We make our best arguments in our Little Kid Voices.

Our air is filled with whistling, idle death-threats (or our individual
personalities toward hypothetical homicide of evil villains), argumentation
over life-extension research, astrophysics and metaphysics, joystick/button-
mashing, showtunes, random bouts of poetry, fake
British/Russian/German/Australian accents, looney Tunes character revivalism,
and sometimes we take our functions out back to beat them into doin' the Right
Thing.

------
AtTheLast
3 people in our office. We have a speaker system in the office and take turns
running our personal pandora or spotify stations on it. Sometimes we crank it
up and other times we have softer mellow music playing. Heck, we will even put
on NPR. We all have headphones and can plug in and listen to our own music if
we want.

I can't stand mouse clicking and keyboard tapping, so a little music for
background noise is nice. I can also open my window and listen to the cars on
the freeway.

------
chourobin
4 person startup here. Our founders decided to bring 2 concert-sized speakers
from their college days to our office. It's hooked up to an airport express
and we use spotify/soundrop. At first, it didn't seem like a good idea but now
I think every office should have speakers to lighten the mood.
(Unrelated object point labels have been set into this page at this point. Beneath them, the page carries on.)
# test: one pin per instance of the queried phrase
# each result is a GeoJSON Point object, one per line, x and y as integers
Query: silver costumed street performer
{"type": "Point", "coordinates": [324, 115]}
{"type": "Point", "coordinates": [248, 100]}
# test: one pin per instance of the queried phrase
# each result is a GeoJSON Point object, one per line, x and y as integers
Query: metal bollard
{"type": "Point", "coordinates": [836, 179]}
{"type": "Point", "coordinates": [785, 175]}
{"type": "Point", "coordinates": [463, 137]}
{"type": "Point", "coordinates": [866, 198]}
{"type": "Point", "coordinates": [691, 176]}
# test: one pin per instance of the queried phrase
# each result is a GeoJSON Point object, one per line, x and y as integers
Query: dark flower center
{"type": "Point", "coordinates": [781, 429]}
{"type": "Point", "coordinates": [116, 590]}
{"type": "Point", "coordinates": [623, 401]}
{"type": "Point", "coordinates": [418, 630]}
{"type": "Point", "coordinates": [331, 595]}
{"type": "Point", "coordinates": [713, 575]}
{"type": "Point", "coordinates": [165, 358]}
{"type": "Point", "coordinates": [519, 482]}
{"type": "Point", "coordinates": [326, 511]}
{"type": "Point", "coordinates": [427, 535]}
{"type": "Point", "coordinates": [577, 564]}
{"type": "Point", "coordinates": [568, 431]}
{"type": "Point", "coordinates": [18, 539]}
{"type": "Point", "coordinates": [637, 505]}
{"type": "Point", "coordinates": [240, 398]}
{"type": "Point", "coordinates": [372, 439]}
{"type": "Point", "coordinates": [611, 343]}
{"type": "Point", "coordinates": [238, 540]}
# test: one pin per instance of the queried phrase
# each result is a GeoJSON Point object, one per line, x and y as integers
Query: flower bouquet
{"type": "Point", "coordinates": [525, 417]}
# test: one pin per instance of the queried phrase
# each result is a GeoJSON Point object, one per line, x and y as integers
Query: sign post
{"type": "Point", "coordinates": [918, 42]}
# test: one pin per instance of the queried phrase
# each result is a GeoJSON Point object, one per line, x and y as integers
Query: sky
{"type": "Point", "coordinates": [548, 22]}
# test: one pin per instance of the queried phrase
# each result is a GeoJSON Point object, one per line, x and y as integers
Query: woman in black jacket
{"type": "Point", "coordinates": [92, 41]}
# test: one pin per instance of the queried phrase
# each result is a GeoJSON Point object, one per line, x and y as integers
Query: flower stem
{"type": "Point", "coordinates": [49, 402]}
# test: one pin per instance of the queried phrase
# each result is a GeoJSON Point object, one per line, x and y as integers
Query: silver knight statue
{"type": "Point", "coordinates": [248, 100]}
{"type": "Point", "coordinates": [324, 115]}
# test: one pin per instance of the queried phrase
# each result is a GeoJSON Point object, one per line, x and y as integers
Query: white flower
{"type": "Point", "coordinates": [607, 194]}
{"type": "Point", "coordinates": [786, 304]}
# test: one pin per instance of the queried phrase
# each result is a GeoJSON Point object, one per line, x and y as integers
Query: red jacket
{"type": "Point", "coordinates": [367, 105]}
We keep the volume pretty reasonable during work hours so you can still pop on
headphones and listen to your own stuff if you wanted to.

------
meerita
I'm a big ad agency. Silence is impossible to find, unless you start working
at 7PM. Everyone here uses headphones.

------
simplyy
We have about 50 people in our office. Desks are foldable tables. Seating
groups are split between Product/Design, Devs, Sales and Content people.
Constant chatter between product and content. Our CTO is very hands on and
most people have meetings at their desks.

With that said, I have my headphones in much of the time.

------
mattrock23
6 people. Sales people are downstairs. Just me and one other developer up
here. All I usually hear is the AC and the train. Come winter it'll probably
get a lot quieter.

------
mattewilliams
I work on a 10 person team. We're in a coworking space that is incredibly loud

Nothing some noise-cancelling headphones and white noise can't fix :)

------
aiurtourist
Pretty quiet in the mornings, but past 4pm or so we (10 of us) usually put on
the speakers and start listening to Pandora.